Nathan Sportsman

Posted on Feb 6

We Stopped Treating AI Agents Like Chatbots and Started Treating Them Like OS Processes

#webdev #programming #ai #devops

Token usage, not model intelligence, explains roughly 80% of performance variance in AI agent tasks. We learned this the hard way while building an autonomous development platform on top of Claude Code. After months of iteration across a 530k-line codebase with 39 specialized agents, the patterns that actually produced reliable results all came from classical systems design rather than anything novel to AI.

We published a full technical paper with diagrams and implementation details. This post covers the key architectural decisions and why we made them.

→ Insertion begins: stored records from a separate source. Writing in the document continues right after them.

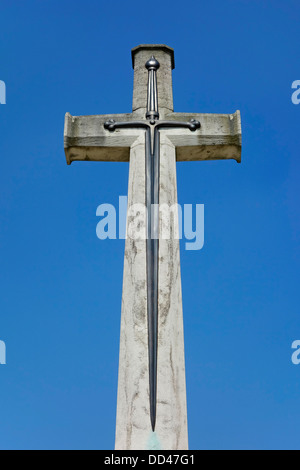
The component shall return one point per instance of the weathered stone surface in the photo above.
(218, 138)
(86, 139)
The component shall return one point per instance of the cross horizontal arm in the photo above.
(219, 137)
(85, 138)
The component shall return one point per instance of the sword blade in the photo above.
(152, 201)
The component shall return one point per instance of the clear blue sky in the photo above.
(61, 286)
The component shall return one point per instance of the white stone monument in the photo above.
(151, 408)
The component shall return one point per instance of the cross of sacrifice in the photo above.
(151, 404)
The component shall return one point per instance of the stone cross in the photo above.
(151, 388)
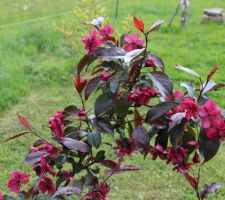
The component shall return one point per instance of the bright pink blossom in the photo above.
(56, 124)
(217, 130)
(176, 156)
(99, 193)
(43, 167)
(104, 76)
(150, 62)
(143, 95)
(46, 185)
(209, 113)
(91, 42)
(133, 42)
(190, 107)
(81, 112)
(196, 158)
(158, 150)
(16, 180)
(106, 31)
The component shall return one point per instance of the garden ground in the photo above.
(36, 79)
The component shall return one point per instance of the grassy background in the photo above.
(36, 70)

The Failure That Changed Our Approach

Our first agents were 1,200+ line monoliths. All instructions, all tool definitions, all state packed into a single prompt. They failed the way monolithic services fail:

Attention dilution: instructions at the bottom of the prompt got ignored.
Context starvation: no room left in the context window for the actual work.
State contamination: history from one task bled into the next.

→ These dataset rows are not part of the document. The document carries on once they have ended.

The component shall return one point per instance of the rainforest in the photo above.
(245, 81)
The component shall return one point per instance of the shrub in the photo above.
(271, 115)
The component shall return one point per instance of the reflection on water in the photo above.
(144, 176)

There's a fundamental paradox at play. To handle complex tasks, agents need comprehensive instructions. But comprehensive instructions consume the context window, which degrades the model's ability to reason about the task those instructions describe. More instructions, worse performance. We call this the Context-Capability Paradox.

The Architecture: LLMs as Kernel Processes

We treat the LLM not as a chatbot but as a nondeterministic kernel process wrapped in a deterministic runtime environment. That metaphor maps directly to the implementation.

The system has five layers with strict separation of concerns:

Agents (stateless ephemeral workers)
Skills (externalized knowledge, loaded on demand)
Orchestration (state machine and process lifecycle)
Hooks (deterministic enforcement outside the LLM's control)
Tooling (progressive MCP loading and semantic code intelligence)

Each layer has a single responsibility. Agents execute. Skills inform. Orchestration coordinates. Hooks enforce. Tools connect.

Pattern 1: Thin Agent, Fat Platform

We inverted the control structure. Instead of thick agents that carry everything, we built thin agents that carry nothing.

Agents are under 150 lines. Stateless. Ephemeral. Every spawn gets a clean context window with zero history from siblings. Spawn cost dropped from ~24,000 tokens to ~2,700.
Skills live in an external two-tier library. Core skills (always available) act like a BIOS. Library skills (loaded on demand) act like a hard drive. Agents never hardcode knowledge paths. They invoke a gateway (e.g., gateway-frontend), which performs intent detection and routes to the specific patterns needed.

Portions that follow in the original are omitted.